RI Seminar: Dr. Yulun Tian
Title: Toward Resilient and Scalable Distributed Perception: Algorithms and Systems
Dr. Yulun Tian
Massachusetts Institute of Technology (MIT)
Bio: Dr. Yulun Tian is a postdoctoral associate at the department of aeronautics and astronautics at MIT. He received the Ph.D. degree in autonomous systems from MIT in 2023 under the supervision of Prof. Jonathan How. His current research applies tools from nonlinear and distributed optimization, graph theory, differential geometry, and machine learning to develop mathematically rigorous algorithms and reliable real-world systems for multi-agent perception and navigation. His research has received several recent awards, including a 2022 Best Paper Award from IEEE Transactions on Robotics, a 2021 Honourable Mention from IEEE Transactions on Robotics, and a 2020 Honourable Mention from IEEE Robotics and Automation Letters. More about Yulun’s research can be found at tianyulun.com.

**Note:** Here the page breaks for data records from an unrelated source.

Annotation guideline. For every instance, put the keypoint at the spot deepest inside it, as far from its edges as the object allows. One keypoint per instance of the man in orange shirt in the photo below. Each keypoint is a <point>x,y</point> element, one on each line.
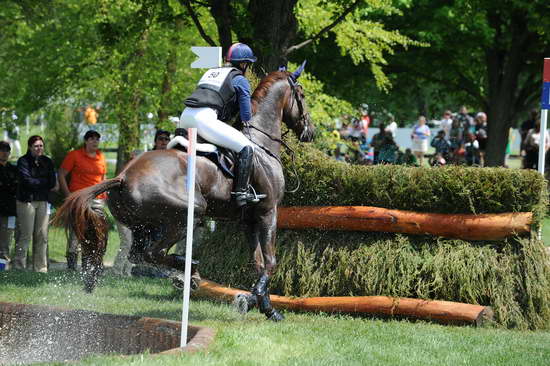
<point>86,167</point>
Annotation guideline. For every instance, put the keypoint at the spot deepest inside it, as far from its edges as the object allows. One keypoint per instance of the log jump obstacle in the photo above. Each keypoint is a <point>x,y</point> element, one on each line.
<point>442,311</point>
<point>365,218</point>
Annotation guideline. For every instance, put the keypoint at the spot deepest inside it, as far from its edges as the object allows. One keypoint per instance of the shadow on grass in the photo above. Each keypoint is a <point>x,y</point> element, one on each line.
<point>35,279</point>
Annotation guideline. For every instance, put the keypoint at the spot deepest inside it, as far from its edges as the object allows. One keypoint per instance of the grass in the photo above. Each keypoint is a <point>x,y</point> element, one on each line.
<point>302,339</point>
<point>546,231</point>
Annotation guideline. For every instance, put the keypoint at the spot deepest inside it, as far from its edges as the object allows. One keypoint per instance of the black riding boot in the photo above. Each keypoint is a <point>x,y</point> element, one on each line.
<point>72,259</point>
<point>242,191</point>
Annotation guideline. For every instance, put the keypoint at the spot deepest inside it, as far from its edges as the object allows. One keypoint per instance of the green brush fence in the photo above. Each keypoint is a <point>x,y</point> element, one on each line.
<point>512,276</point>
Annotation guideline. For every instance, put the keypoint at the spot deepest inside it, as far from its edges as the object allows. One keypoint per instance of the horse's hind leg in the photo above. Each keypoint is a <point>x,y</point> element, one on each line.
<point>261,236</point>
<point>92,262</point>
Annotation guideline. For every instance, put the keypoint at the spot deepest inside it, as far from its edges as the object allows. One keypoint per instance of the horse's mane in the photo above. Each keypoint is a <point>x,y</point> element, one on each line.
<point>265,84</point>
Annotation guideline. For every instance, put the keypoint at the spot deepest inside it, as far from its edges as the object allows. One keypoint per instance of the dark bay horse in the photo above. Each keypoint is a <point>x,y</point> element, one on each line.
<point>149,196</point>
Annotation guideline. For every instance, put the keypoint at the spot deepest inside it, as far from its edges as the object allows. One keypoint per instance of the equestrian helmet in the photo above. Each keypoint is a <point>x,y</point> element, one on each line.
<point>239,52</point>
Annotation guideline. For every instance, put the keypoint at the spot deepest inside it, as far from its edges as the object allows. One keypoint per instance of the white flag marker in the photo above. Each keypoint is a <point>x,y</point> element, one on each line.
<point>208,57</point>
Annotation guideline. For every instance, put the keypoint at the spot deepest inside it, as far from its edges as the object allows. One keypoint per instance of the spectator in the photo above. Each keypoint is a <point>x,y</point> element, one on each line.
<point>441,145</point>
<point>162,138</point>
<point>408,158</point>
<point>420,135</point>
<point>11,134</point>
<point>392,126</point>
<point>481,135</point>
<point>8,189</point>
<point>466,121</point>
<point>90,115</point>
<point>508,151</point>
<point>36,177</point>
<point>388,150</point>
<point>456,139</point>
<point>122,266</point>
<point>377,141</point>
<point>531,147</point>
<point>446,123</point>
<point>86,167</point>
<point>471,150</point>
<point>524,129</point>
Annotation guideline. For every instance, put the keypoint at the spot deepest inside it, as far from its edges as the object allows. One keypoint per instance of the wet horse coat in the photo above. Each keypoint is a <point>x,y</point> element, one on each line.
<point>149,196</point>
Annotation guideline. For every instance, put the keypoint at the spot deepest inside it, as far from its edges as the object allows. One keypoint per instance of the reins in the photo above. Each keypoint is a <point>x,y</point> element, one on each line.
<point>302,117</point>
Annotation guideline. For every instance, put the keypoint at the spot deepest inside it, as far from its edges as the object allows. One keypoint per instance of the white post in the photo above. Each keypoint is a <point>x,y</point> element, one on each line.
<point>208,57</point>
<point>191,155</point>
<point>542,144</point>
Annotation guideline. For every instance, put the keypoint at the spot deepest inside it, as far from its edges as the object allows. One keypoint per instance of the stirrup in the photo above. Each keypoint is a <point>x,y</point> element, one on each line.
<point>249,196</point>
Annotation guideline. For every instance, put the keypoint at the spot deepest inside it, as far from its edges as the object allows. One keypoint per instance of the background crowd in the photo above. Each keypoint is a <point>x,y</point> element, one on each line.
<point>27,189</point>
<point>461,139</point>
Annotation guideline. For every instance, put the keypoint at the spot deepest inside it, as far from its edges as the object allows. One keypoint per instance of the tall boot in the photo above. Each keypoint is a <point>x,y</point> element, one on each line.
<point>242,192</point>
<point>72,259</point>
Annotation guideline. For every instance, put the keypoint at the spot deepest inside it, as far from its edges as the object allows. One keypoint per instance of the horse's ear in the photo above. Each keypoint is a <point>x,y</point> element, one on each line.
<point>296,74</point>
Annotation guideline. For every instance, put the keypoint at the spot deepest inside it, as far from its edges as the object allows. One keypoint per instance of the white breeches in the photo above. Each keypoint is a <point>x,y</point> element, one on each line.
<point>212,130</point>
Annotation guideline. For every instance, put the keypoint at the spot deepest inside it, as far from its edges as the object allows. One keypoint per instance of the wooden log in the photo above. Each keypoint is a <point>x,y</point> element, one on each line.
<point>442,311</point>
<point>364,218</point>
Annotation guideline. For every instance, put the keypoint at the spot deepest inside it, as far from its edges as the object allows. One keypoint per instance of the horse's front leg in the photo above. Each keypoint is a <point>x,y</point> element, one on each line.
<point>262,235</point>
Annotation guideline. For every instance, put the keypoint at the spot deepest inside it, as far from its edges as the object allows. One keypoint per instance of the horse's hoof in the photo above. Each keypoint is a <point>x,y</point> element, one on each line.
<point>244,303</point>
<point>178,281</point>
<point>276,316</point>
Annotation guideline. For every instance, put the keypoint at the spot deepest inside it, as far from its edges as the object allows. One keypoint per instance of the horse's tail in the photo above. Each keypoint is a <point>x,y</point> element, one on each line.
<point>79,214</point>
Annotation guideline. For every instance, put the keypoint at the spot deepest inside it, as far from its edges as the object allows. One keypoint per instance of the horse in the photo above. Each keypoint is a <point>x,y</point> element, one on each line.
<point>150,197</point>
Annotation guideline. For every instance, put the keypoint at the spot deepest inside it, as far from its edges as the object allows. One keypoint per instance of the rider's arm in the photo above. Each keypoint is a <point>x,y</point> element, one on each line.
<point>242,89</point>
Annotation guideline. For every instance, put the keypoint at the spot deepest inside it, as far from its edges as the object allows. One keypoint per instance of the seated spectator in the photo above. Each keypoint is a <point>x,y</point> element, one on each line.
<point>8,189</point>
<point>388,150</point>
<point>162,138</point>
<point>438,160</point>
<point>471,150</point>
<point>408,158</point>
<point>36,177</point>
<point>441,145</point>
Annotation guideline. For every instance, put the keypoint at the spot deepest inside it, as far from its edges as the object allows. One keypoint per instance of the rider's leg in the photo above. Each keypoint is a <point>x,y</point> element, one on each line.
<point>220,133</point>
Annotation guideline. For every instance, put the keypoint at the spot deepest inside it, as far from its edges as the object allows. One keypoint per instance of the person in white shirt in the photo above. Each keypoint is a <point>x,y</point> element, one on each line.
<point>420,136</point>
<point>446,123</point>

Abstract: Collaborative perception, which enables multiple agents to construct globally consistent “mental models” of the environment from local noisy observations, forms the sensory foundation of multi-agent systems in many large-scale applications. However, achieving reliable collaborative perception in the real world is hard, due to computational challenges associated with the underlying optimization problems and operational constraints imposed by practical communication networks. To address these challenges, I will present a new paradigm based on distributed Riemannian optimization that achieves resilient and scalable collaborative perception with provable performance guarantees. Motivated by applications such as large-scale collaborative simultaneous localization and mapping (CSLAM), I will discuss how the proposed framework remains resilient even under delayed communication and achieves certifiable optimality that defies the non-convexity of the original problem formulation. Building on this algorithmic framework, I will present a complete and fully distributed system for metric-semantic CSLAM. I will demonstrate the system by showing results from recent large-scale experiments where eight ground robots collaboratively map the MIT campus using only onboard sensors, computers, and communication devices. I will conclude the talk by returning to the big picture of collaborative perception and discuss opportunities for future research.